“Geralmente,
temos muito cuidado e zelo com nosso corpo. Nós o lavamos e limpamos quando
está sujo e cheirando mal. Às vezes, nós o enfeitamos e perfumamos com
fragrâncias caríssimas. Mas que cuidado temos com a nossa mente?” - Ênio Burgos,
médico
Em meio a tantas obras literárias,
resolvi comentar algo de um livro chamado “Medicina
Interior – a medicina do coração e da mente” (Ed. Bodigaya, 2006) de
autoria de Ênio Burgos, médico, físico, escritor e compositor gaúcho, que nos leva
em sua obra a questionamentos e reflexões fundamentais sobre a existência
humana e que continuam na atualidade a inquietar nossos pensamentos, mesmo
frente a toda a modernidade.
Pela epígrafe, antevê-se a importância
que as mais diversas culturas dão ao corpo físico, o biológico e aparente que
nos mostra aos outros. O pensamento cartesiano apresentou à ciência um ser
humano cindido, dividido entre “corpo e mente”, conceito que é naturalmente
aceito até os dias de hoje muito embora seja impossível e existência saudável e
única de um ou de outro. Ora, se corpo e mente são interdependentes
(literalmente dependem entre si) é necessário que ao pensarmos em nossa saúde o
façamos através de uma ótica integral, holística, afinal, padecer de uma doença
“apenas” do corpo físico ou da mente minimizaria nosso sofrimento?

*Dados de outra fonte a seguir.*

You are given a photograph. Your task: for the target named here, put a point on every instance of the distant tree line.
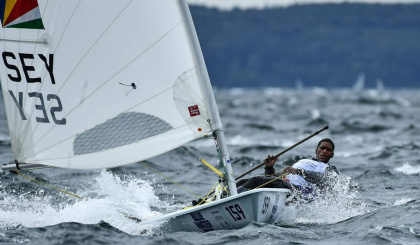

Em nossa cultura, em muitos momentos
vemos a morte representada por uma figura de preto, encapuzada e que
normalmente oculta sua face e empunha uma foice com o propósito de ceifar
vidas. Para algumas culturas orientais, a morte é representada pelo mito do
deus Yama, o qual carrega em suas mãos um espelho, cuja finalidade é a de
refletir a mente da pessoa que morreu, uma vez que o corpo já não existiria
mais. E, diz a lenda, o destino daquela alma será uma conseqüência daquilo que
aparecer no espelho.
Bem, espelho para mirarmos nosso corpo
físico e nos mostrar nossa aparência todo mundo conhece, mas, e se existisse um
espelho para mostrar nossa alma, nossa vida interior, o que mostraria? É
através da mitologia grega que Freud estrutura seu conceito sobre narcisismo,
uma espécie de amor próprio que nos constitui na infância e nos acompanha por
toda a existência e que pode nos oportunizar aspectos de uma vida saudável, ou
então, ensejar possibilidades de uma forma de vida doentia. E o mito de Narciso
surge do ato de aquele jovem ficar mirando-se em seu reflexo sobre a água,
encantando-se com o que via. Porém se tivéssemos - ainda que por um instante -
em nossas mãos o espelho de Yama, gostaríamos do que veríamos? Como está nosso
trato, nossa atenção para com nossa saúde? Como lidamos com nossas emoções?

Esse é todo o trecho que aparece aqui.